The Investment Association, the trade body representing the UK’s asset management industry, has launched a consultation to determine whether exchange traded funds should be included in the IA’s fund sector classification.
The IA’s 37 fund sectors allow retail investors and financial advisers to compare the performance of funds sold in the UK by dividing them into groups such as asset class, investment strategy and geographical region.
The IA said it was “minded to include” ETFs in the sector classification system in view of the growing interest from retail investors and financial advisers.
More than 200 ETFs would be eligible to apply to be included within the existing sectors under the IA’s proposal. Most of the ETFs already trade on the London Stock Exchange because they are either UK domiciled or Ucits with HMRC reporting fund status. Gains for investors in ETFs with HMRC reporting status are subject to capital gains tax rather than income tax.
But so-called “synthetic” ETFs that employ derivatives will be excluded initially from the classification. Exchange traded notes, exchange traded commodities and currencies that also have different legal structures to ETFs will also be excluded.
The admission of ETFs will have some modest effects on the average past performance data for the 37 sectors. Including ETFs to the All Companies sector, the largest group, adds around 9 basis points to the sector’s average performance over the past five years.

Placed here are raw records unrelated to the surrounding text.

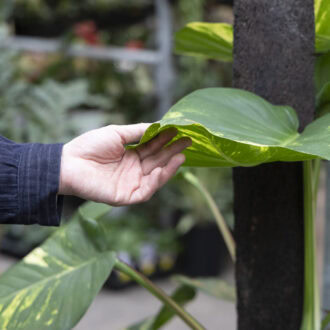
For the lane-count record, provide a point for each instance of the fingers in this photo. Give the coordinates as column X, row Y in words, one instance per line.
column 157, row 143
column 130, row 133
column 156, row 179
column 161, row 158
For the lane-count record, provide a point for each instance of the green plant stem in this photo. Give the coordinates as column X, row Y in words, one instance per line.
column 316, row 179
column 311, row 309
column 227, row 236
column 159, row 293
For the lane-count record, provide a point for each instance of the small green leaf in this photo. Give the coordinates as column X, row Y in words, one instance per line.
column 208, row 40
column 211, row 286
column 322, row 25
column 182, row 296
column 231, row 127
column 53, row 286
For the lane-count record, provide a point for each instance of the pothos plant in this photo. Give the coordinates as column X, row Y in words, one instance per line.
column 53, row 286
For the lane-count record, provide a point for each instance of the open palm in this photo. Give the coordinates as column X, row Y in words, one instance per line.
column 96, row 166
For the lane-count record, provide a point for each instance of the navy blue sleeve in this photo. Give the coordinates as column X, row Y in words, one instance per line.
column 29, row 182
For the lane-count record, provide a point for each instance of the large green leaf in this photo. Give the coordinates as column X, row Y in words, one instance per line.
column 322, row 25
column 322, row 82
column 231, row 127
column 52, row 287
column 211, row 286
column 208, row 40
column 182, row 295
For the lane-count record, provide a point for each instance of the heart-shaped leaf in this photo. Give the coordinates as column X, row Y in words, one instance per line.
column 53, row 286
column 208, row 40
column 231, row 127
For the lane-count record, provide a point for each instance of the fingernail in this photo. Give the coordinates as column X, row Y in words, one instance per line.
column 188, row 142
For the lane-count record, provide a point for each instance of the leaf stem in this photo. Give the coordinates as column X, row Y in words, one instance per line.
column 159, row 293
column 227, row 236
column 311, row 308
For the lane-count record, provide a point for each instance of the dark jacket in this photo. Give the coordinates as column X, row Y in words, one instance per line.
column 29, row 181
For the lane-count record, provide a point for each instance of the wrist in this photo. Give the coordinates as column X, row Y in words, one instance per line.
column 64, row 182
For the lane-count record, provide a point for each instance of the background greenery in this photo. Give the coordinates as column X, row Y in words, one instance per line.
column 51, row 98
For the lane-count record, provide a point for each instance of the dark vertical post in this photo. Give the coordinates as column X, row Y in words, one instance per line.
column 273, row 57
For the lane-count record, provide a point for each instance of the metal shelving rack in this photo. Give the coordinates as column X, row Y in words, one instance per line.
column 160, row 59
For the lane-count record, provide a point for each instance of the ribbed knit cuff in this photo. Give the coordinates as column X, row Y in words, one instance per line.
column 38, row 183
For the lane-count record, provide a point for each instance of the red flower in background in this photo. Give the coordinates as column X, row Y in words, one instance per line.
column 134, row 44
column 87, row 31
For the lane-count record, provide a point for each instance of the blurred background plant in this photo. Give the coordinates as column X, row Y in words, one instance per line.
column 53, row 97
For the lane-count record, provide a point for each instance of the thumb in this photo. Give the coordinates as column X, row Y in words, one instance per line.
column 131, row 133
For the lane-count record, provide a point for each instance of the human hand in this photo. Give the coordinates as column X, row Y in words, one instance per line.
column 96, row 166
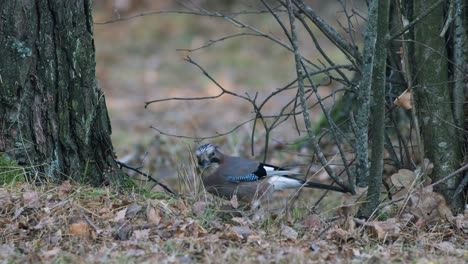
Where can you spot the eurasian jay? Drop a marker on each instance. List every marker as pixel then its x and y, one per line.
pixel 225 176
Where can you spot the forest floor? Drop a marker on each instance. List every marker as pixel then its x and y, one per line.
pixel 72 223
pixel 137 61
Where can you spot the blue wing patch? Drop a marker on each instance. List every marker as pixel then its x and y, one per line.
pixel 248 177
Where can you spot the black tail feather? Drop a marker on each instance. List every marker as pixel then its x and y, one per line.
pixel 317 185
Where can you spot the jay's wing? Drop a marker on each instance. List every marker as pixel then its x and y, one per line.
pixel 237 169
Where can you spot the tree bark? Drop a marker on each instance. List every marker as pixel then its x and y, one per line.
pixel 433 103
pixel 380 12
pixel 53 116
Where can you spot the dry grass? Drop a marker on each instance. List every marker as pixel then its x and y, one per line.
pixel 72 223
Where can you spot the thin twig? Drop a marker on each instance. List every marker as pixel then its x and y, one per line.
pixel 167 189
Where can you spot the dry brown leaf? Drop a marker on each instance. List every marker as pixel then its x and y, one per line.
pixel 242 231
pixel 49 255
pixel 240 220
pixel 132 210
pixel 56 237
pixel 234 202
pixel 385 229
pixel 289 232
pixel 120 215
pixel 232 235
pixel 141 235
pixel 199 208
pixel 80 229
pixel 124 230
pixel 404 100
pixel 153 215
pixel 428 207
pixel 31 199
pixel 312 222
pixel 461 222
pixel 403 178
pixel 64 189
pixel 5 199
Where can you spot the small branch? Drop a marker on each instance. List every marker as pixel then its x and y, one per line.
pixel 463 168
pixel 415 21
pixel 330 32
pixel 303 102
pixel 211 42
pixel 192 12
pixel 167 189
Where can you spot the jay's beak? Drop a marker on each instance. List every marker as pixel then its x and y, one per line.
pixel 203 164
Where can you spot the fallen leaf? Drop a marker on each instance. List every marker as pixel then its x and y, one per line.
pixel 132 210
pixel 124 230
pixel 153 215
pixel 31 199
pixel 199 208
pixel 242 231
pixel 461 222
pixel 429 208
pixel 48 255
pixel 141 235
pixel 234 202
pixel 403 178
pixel 80 229
pixel 385 229
pixel 312 222
pixel 289 232
pixel 120 215
pixel 56 237
pixel 64 189
pixel 240 220
pixel 404 100
pixel 5 199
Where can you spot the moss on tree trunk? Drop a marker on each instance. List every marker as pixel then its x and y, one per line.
pixel 53 115
pixel 431 91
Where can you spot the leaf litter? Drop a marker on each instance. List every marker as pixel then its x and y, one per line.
pixel 84 224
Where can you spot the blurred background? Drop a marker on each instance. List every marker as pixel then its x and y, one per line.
pixel 142 59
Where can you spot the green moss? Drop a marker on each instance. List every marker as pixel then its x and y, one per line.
pixel 20 47
pixel 10 171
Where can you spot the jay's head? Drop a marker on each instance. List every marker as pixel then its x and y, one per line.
pixel 208 156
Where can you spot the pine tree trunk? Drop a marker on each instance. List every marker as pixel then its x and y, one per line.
pixel 433 101
pixel 53 116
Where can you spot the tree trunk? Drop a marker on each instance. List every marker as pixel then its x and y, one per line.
pixel 53 115
pixel 431 91
pixel 379 12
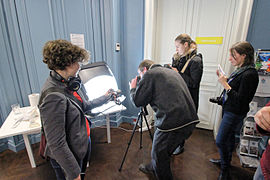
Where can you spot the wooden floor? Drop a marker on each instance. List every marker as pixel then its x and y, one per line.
pixel 106 158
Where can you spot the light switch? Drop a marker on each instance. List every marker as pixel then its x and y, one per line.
pixel 117 46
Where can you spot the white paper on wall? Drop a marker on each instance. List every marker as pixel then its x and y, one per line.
pixel 77 39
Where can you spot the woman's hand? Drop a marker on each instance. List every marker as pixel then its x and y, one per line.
pixel 223 80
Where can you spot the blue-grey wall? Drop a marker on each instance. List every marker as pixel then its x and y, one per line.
pixel 259 27
pixel 25 25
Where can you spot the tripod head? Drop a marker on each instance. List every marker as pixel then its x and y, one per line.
pixel 143 111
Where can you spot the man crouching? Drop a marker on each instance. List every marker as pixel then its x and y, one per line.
pixel 176 117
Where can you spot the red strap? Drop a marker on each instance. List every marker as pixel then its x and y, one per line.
pixel 87 124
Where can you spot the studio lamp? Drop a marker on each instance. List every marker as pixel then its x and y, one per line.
pixel 98 79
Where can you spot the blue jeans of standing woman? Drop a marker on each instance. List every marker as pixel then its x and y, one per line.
pixel 230 125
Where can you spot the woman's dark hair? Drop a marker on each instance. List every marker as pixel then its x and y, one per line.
pixel 145 63
pixel 59 54
pixel 244 47
pixel 182 38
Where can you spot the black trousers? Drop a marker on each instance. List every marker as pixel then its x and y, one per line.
pixel 60 175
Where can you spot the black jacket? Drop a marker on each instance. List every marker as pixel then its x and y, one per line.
pixel 167 93
pixel 192 74
pixel 65 127
pixel 243 90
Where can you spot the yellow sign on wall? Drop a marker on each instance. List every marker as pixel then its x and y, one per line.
pixel 209 40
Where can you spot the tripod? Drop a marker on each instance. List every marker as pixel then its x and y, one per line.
pixel 142 114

The admission of ETFs will also lead to the promotion and demotion of actively managed funds in quartile performance rankings across the 37 sectors, a potentially contentious change. The five year performance ranking for the All Companies sector will show no change in the ranking of 122 funds while 30 will move 1 percentile point lower in the ranking and 82 will move 1 percentile point higher.

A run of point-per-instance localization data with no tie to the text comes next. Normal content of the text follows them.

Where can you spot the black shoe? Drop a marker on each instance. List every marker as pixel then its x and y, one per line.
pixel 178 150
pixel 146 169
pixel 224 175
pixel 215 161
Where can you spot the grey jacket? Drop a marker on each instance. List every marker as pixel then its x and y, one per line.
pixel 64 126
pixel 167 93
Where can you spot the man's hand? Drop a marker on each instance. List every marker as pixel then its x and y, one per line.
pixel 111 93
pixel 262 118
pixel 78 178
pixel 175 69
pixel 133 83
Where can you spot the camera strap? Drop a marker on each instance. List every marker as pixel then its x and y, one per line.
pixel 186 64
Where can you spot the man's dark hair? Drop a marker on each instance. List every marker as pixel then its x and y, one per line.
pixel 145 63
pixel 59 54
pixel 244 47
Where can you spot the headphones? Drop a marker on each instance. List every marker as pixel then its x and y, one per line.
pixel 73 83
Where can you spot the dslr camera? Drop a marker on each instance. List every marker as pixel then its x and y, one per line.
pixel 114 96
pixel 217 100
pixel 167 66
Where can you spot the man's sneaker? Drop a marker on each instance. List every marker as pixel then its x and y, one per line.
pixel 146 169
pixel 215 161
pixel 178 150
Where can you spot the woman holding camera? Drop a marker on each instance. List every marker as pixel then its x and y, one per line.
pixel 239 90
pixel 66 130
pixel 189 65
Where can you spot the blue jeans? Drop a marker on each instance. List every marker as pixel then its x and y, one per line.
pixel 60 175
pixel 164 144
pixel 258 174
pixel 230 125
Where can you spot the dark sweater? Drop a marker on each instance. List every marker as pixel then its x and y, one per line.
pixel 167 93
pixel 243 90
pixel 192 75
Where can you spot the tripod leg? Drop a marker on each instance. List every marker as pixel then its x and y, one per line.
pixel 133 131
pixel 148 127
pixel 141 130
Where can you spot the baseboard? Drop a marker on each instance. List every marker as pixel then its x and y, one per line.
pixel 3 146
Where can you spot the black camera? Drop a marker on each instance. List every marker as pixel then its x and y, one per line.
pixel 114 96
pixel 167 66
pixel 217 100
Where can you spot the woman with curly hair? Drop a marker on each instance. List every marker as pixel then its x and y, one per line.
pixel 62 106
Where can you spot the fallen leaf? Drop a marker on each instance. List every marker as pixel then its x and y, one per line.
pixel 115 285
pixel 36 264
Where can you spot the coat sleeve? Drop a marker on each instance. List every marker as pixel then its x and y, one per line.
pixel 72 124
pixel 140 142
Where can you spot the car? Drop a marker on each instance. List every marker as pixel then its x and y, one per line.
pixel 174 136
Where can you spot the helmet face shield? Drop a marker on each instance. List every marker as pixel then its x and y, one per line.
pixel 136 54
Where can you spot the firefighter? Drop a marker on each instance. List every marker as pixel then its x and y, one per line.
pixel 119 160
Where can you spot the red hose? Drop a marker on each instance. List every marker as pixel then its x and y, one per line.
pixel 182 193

The biggest shifts in rankings are expected to be seen in the Europe including the UK sector where some actively managed funds could move up 7 percentile points while other shift down 8 percentile points in the rankings.
The inclusion of ETFs in the sectors should also make it much easier for investors to make performance comparisons between passively managed ETFs that track indices and actively managed funds that seek to deliver outperformance even though this is not an objective of the IA’s initiative.
“The primary purpose of the IA sectors is to serve the needs of consumers and their advisers and the addition of ETFs must be done in their best interests,” said Galina Dimitrova, the IA’s director of investment and capital markets.
The consultation, which will close on February 1, is open to ETF providers, wealth managers, advisers, fund platforms and media commentators.